ARH: That's not necessarily bad; it depends on the operator's background. There was a long time when lighting designers did a ton of projection design.

RB: Oh, I know. But now that every company seems to be making its own digital media server, they are all tending to look the same.

ARH: That's the way I feel about standard gobo choices for lighting that have been around for a long time — for example, everyone has a spinny thing that looks like everyone else's. Now, every single lighting company has a digital media server. They've spent a ton of their R&D effort toward creating them, often to the neglect of the other products.

RB: It's a matter of priorities. It's good to branch out, but …

ARH: It's serious, actually. Here we are talking about how we don't have a hard-edged fixture that we love or a really good console. You just wonder what they were thinking when they decided that this other product was more important. A hard-edged light and a desk — we use those everyday, all the time.
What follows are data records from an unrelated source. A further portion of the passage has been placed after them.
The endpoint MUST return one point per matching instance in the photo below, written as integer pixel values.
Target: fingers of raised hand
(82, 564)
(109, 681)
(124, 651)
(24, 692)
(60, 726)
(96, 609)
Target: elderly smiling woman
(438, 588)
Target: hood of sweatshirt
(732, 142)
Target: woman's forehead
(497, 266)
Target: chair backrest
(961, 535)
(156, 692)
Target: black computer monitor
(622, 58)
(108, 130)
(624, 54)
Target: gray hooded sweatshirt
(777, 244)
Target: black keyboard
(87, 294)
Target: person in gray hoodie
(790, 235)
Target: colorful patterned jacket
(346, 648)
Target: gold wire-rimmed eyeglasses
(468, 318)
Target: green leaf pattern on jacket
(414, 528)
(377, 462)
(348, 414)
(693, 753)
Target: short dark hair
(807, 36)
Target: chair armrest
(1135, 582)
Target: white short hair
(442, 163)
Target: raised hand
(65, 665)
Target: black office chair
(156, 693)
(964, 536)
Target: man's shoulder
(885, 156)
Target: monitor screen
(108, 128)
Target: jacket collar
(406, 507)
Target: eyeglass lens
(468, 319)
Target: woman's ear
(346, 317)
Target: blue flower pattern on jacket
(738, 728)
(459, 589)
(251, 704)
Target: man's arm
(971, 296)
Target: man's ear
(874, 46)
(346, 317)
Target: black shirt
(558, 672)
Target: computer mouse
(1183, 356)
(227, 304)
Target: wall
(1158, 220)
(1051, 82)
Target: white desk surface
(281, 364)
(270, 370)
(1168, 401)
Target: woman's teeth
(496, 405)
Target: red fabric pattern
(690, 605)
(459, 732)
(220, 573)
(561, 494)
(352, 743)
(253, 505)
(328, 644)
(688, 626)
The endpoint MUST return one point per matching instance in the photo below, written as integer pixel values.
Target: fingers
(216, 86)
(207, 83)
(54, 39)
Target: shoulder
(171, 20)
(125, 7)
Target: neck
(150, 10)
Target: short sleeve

RB: Right. You've got to get your basics and foundation on a steady course. They've got to make decisions on how to allocate their funds.

ARH: The other gear has just languished for years now — it's just sad, really.

RB: Well, there is always the race to be the first guy out of the box with the new, cool toy. Of course, we understand that, but it's a dangerous game. Everybody wants the new toy, so they figure if they're the first one out with it, then everybody will buy it because they're the first guys on the block to have it — until they realize that they've pissed a lot of people off because it's not living up to the expectations the way it should be.

ARH: I like the existence of the media servers; it's shameful that they've let so many other things slide.

RB: I'm not begrudging the progression. I've always been an advocate of that. But as far as the media servers go, the Mbox is a bit more refined in terms of what they've done with it. It's more graceful in some of its functions. It's not stuttering.

ARH: These media servers process all of this video information in real time, which is a fair amount of power.

RB: Then you have the DL1 from [High End Systems]. It's an LCD projector on a moving head. Interesting concept. It's their version of an Icon M, but it's not bright enough.

ARH: The Icon M in its last generation probably was bright enough — not bright enough for a stadium show or a super big pop arena show, but for everything else, it was bright enough.

RB: It was good for a theatre. I used them on Shakira, and it was interesting.

ARH: I really loved them, although they were pricey. Is there a fantasy piece of gear that doesn't exist that you would like to have?

RB: Not really, no.

ARH: Me neither! I just want the regular gear to be better.

RB: Anything that doesn't exist would be something purpose-built for a particular show. There are film lights that are cool — design shouldn't be all about automated lights, although they are great tools. Mainly, I'd just like for them to get the basics right. Please!